Uno sguardo inedito nelle profondità dell’Universo: Giorgio, giovane cosmologo comasco, ci spiega le immagini della NASA

Spazio Giorgio Mentasti, classe 1997, di Como, si occupa di buchi neri all’Imperial College di Londra: le immagini ricevute ieri dalla NASA sono anche per lui materiale innovativo che arricchirà i suoi studi.

In certi casi si tratta di una minuscola porzione dello Spazio profondo, ma dopo aver visto queste immagini l’idea che ciascuno di noi ha dell’Universo e di sé stesso in questo immenso mondo cambia per sempre. A raccontarci il significato e l’impatto che gli scatti del James Webb Telescope hanno sugli studi di astrofisica e cosmologia nonché sulla nostra conoscenza di ciò che a tratti sembra inconoscibile è Giorgio Mentasti. Giovane studioso comasco, oggi vive a Londra dove si occupa di cosmologia presso l’Imperial College.

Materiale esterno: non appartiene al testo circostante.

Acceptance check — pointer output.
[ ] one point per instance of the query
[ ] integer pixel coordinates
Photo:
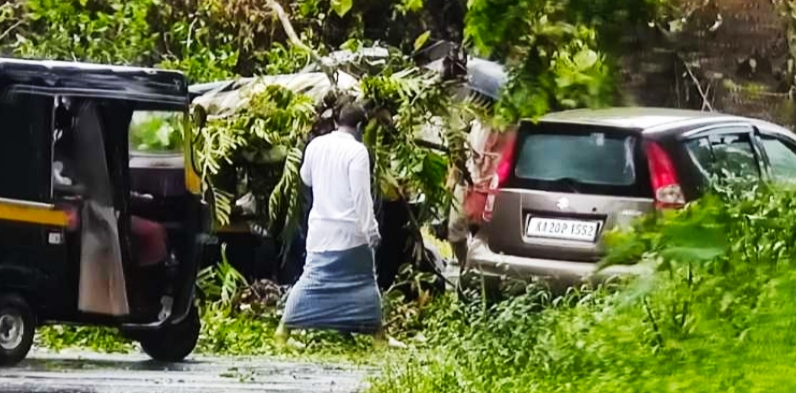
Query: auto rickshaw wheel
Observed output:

«L’immagine più famosa tra quelle presentate ieri dalla NASA (che gestisce il JWST in collaborazione con l’Agenzia spaziale europea e quella canadese, ndr) raffigura in realtà una porzione di cielo che possiamo descrivere così - spiega Mentasti- immaginate di stendere la mano davanti a voi e di osservare sul palmo un granellino di sabbia. Ecco, questo scatto rappresenta una parte dell’Universo pari a un granellino di sabbia».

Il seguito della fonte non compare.